National MP Nikki Kaye says an inquiry she has persuaded Parliament’s Education and Science Select Committee to undertake into “21st century learning environments and digital literacy” will be helpful in setting the ground for policies to point technology-aided education in the right direction.
This will help New Zealand properly exploit the benefits expected from the Ultra Fast Broadband and Rural Broadband Initiatives and the $1 billion Network for Learning project, which the Ministry of Education is laying on top of the basic links.
Kaye is proud of the fact that as chair of a select committee where the government only provides five of 10 members, she was able to get Labour and Green MPs to agree to launch the inquiry.
It is rare, she says, for a Parliamentary inquiry to be undertaken with such support from across the political spectrum.
Kaye initially called for the inquiry as an individual MP, for Auckland Central, but early in April was able to confirm in her role as committee chairperson that the inquiry would go ahead.
She says there has been an encouraging response so far – though she is wary of giving too much detail of submissions or of her personal view on the question, for fear of being accused of biasing the exercise.

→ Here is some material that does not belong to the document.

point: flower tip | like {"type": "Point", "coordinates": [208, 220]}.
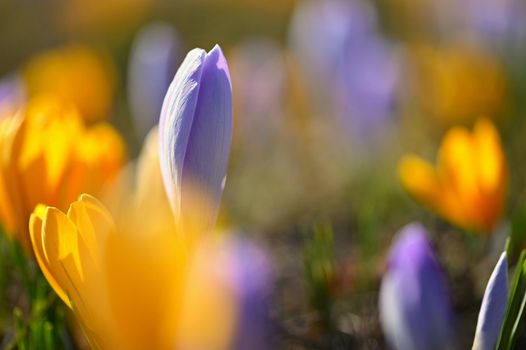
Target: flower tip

She is keen to see not only educationalists and technologists but the students that will be the target of the training putting in submissions to the inquiry.
Widespread use of digital technology has changed the shape of education, Kaye says, and responsibilities of teachers and students in the new environment could benefit from re-examination.
The terms of reference for the inquiry are to “investigate possible options for the best facilities that support teaching and learning in 21st century schools.
“In particular, investigate more flexible teaching spaces, and investigate possible changes to the timing of when learning can occur, given the spread of handheld devices.
It will consider how the rollout of UFB will affect teaching techniques and processes, and whether additional resources or training.
In addition it will investigate the impact of increased digital literacy on learning.
On the last point, Kaye concedes that there are many definitions of what digital literacy means; it is the committee’s role to come up with a clear definition, she says.
Aspects that will be tackled are likely to include “peer-to-peer learning” facilitated by digital social networking and the results of more general research into how 21st-century children learn.
Cyberbullying and the scope of restrictions on suitable content for schools are also likely to be examined. Deadline for submissions is Friday May 11.